Irish trade mark law protects trade marks in the Republic of Ireland. It is provided for in national legislation such as the Trade Marks Act, 1996 and the Intellectual Property Act, 2014, as well as European Union law.
==Definition==
According to §6 of the Trade Marks Act, 1996, a trade mark may be defined as "any sign capable of being represented graphically which is capable of distinguishing goods or services of one undertaking from those of other undertakings", consisting in particular "of words (including personal names), designs, letters, numerals or the shape of goods or of their packaging."
==Trade mark registration==
Trade marks are registered with the Intellectual Property Office of Ireland. Trade marks are registered for a period of ten years and may afterwards be renewed an indefinite number of times with the payment of a fee.

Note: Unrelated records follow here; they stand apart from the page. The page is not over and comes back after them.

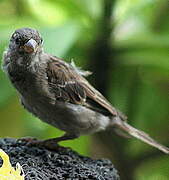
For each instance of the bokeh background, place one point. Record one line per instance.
(126, 45)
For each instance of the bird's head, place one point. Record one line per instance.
(26, 41)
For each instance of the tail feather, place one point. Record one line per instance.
(139, 135)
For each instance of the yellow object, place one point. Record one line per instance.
(7, 172)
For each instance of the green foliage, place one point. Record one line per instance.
(138, 82)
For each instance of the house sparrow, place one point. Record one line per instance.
(57, 92)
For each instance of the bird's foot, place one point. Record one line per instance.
(51, 144)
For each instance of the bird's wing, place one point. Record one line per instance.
(70, 86)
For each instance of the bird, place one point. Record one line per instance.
(58, 93)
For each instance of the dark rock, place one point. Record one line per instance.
(42, 164)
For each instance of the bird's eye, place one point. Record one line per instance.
(41, 41)
(17, 40)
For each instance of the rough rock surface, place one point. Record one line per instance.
(41, 164)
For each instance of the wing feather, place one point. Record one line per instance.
(72, 87)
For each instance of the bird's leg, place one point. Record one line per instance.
(52, 143)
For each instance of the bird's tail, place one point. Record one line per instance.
(124, 126)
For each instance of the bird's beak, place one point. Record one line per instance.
(31, 46)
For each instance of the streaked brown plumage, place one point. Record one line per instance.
(57, 92)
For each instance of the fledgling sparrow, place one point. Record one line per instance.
(57, 92)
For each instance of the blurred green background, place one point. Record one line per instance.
(126, 45)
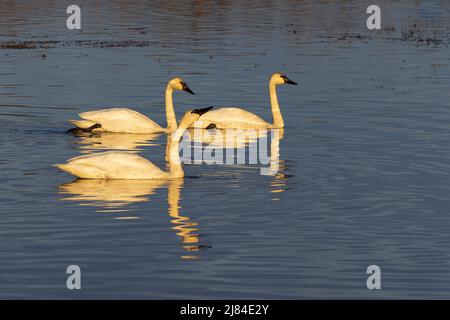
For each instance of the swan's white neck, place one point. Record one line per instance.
(170, 112)
(277, 117)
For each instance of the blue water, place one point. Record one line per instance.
(364, 160)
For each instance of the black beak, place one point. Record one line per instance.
(201, 111)
(288, 81)
(186, 88)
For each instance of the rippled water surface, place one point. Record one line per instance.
(364, 164)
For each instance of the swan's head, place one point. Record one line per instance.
(179, 84)
(279, 78)
(187, 120)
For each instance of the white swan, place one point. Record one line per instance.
(120, 165)
(238, 118)
(129, 121)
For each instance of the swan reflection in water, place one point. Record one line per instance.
(114, 196)
(131, 142)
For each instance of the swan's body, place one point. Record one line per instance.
(129, 121)
(120, 165)
(238, 118)
(112, 165)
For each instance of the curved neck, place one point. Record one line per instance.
(277, 117)
(170, 112)
(175, 167)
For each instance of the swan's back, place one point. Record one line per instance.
(112, 165)
(122, 120)
(232, 118)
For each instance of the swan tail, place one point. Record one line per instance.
(82, 171)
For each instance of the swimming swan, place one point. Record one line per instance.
(120, 165)
(238, 118)
(129, 121)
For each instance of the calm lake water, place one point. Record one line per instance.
(364, 160)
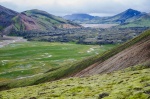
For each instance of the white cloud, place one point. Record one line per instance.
(107, 7)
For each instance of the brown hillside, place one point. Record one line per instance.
(136, 54)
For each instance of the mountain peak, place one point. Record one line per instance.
(132, 12)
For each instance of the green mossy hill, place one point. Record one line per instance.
(131, 83)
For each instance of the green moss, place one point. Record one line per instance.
(118, 85)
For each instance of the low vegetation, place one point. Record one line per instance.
(34, 61)
(131, 83)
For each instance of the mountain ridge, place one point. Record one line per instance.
(31, 20)
(129, 15)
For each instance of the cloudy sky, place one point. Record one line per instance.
(63, 7)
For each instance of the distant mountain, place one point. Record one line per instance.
(31, 20)
(5, 17)
(143, 21)
(80, 17)
(48, 21)
(127, 16)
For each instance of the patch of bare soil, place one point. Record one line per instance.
(136, 54)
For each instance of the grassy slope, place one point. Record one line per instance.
(142, 22)
(131, 83)
(69, 69)
(34, 58)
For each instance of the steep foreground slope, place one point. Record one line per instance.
(131, 83)
(5, 17)
(136, 54)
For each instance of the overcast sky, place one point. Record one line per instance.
(63, 7)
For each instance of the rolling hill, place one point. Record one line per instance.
(79, 17)
(131, 83)
(130, 15)
(31, 20)
(6, 16)
(129, 54)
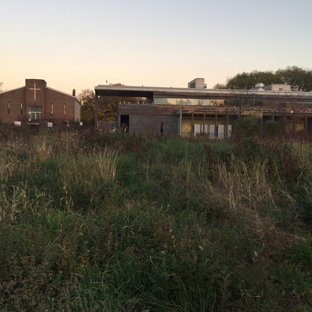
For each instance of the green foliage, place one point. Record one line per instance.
(249, 125)
(272, 127)
(296, 76)
(114, 222)
(107, 109)
(249, 80)
(292, 75)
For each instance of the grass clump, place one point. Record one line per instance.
(137, 223)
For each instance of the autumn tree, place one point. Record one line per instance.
(249, 80)
(86, 98)
(107, 106)
(292, 75)
(296, 76)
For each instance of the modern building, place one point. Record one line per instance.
(197, 110)
(37, 104)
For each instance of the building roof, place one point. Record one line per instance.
(136, 91)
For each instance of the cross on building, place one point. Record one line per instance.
(35, 89)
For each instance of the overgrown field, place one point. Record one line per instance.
(113, 222)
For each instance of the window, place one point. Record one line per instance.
(35, 112)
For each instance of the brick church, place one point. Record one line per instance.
(35, 103)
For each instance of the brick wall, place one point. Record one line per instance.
(37, 94)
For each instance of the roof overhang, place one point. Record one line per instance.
(153, 92)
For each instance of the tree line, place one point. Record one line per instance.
(292, 75)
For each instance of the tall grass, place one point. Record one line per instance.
(138, 223)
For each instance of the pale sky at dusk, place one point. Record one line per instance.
(80, 44)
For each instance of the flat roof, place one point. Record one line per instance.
(153, 92)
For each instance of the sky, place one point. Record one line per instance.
(164, 43)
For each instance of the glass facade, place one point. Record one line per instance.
(184, 101)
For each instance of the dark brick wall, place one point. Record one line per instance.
(44, 97)
(151, 124)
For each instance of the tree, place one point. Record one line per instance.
(86, 98)
(292, 75)
(249, 80)
(107, 106)
(296, 76)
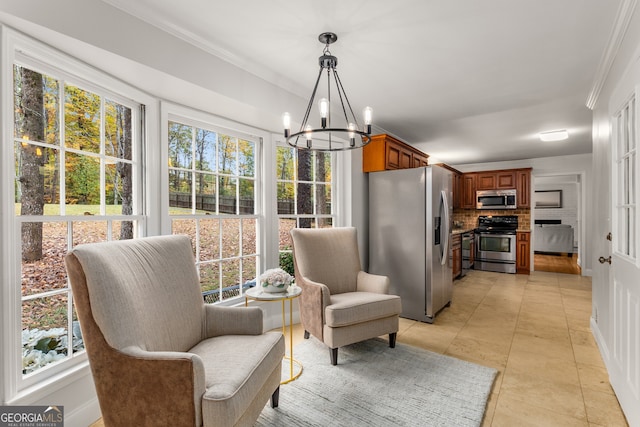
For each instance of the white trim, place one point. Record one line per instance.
(623, 18)
(19, 47)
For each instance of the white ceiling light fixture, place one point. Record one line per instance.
(343, 126)
(554, 135)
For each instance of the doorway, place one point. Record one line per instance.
(557, 221)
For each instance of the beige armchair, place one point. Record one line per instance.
(158, 354)
(340, 304)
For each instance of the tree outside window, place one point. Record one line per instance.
(74, 184)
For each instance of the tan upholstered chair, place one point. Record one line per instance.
(159, 355)
(340, 304)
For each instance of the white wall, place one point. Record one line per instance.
(568, 213)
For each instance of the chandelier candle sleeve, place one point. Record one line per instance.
(286, 121)
(339, 128)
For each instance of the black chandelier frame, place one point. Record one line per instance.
(353, 135)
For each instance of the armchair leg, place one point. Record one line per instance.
(392, 340)
(334, 356)
(275, 397)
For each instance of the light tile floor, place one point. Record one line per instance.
(535, 331)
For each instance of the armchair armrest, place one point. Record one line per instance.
(159, 381)
(232, 320)
(313, 300)
(372, 283)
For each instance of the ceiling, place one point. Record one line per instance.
(465, 81)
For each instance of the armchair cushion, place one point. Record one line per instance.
(372, 283)
(235, 368)
(156, 269)
(350, 308)
(148, 335)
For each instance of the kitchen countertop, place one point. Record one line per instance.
(466, 230)
(461, 230)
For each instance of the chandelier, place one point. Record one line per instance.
(339, 131)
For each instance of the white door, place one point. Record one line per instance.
(624, 294)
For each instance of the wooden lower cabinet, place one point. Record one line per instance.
(456, 255)
(385, 152)
(523, 252)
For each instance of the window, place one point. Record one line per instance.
(212, 199)
(625, 170)
(304, 196)
(76, 162)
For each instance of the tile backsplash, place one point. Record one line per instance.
(469, 217)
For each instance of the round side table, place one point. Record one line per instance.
(293, 292)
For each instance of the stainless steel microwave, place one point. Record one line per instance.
(496, 199)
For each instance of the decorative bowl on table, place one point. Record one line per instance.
(275, 280)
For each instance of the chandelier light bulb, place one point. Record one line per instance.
(286, 122)
(352, 134)
(323, 105)
(367, 114)
(308, 131)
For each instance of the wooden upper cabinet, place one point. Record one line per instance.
(496, 180)
(419, 160)
(385, 152)
(468, 191)
(506, 179)
(523, 186)
(485, 181)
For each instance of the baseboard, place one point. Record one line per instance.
(84, 415)
(600, 341)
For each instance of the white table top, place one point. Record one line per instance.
(258, 294)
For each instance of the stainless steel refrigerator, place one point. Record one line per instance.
(410, 223)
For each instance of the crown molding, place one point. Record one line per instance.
(623, 18)
(246, 64)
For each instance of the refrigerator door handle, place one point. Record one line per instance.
(444, 203)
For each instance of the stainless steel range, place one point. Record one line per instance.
(496, 243)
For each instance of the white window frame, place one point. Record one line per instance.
(199, 119)
(18, 48)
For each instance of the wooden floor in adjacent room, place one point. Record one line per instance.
(556, 263)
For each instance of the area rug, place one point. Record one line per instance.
(374, 385)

Registration grants the proprietor exclusive rights over the trade mark §13 of the Trade Marks Act, 1996 from the date of registration.
==Legislation==
The Trade Marks Act, 1996 was preceded by the Trade Marks Act, 1963, and was intended to replace the Act of 1963 in compliance with EU Council Directive No. 89/104/EEC to harmonize copyright laws. The Act of 1996 was signed into law in July 1996.

The Act of 1996 was amended in 2019 as EU Trade Marks Directive 2015 was transposed into Irish law.

Several international treaties governing trade mark law are in effect in the Republic of Ireland, including the Paris Convention for the Protection of Industrial Property (1883), the International (Nice) Classification of Goods and Services (1957), the Trademark Law Treaty (1994), the TRIPS Agreement (1995), the Madrid Protocol (1996), and the Singapore Treaty on the Law of Trademarks (2006).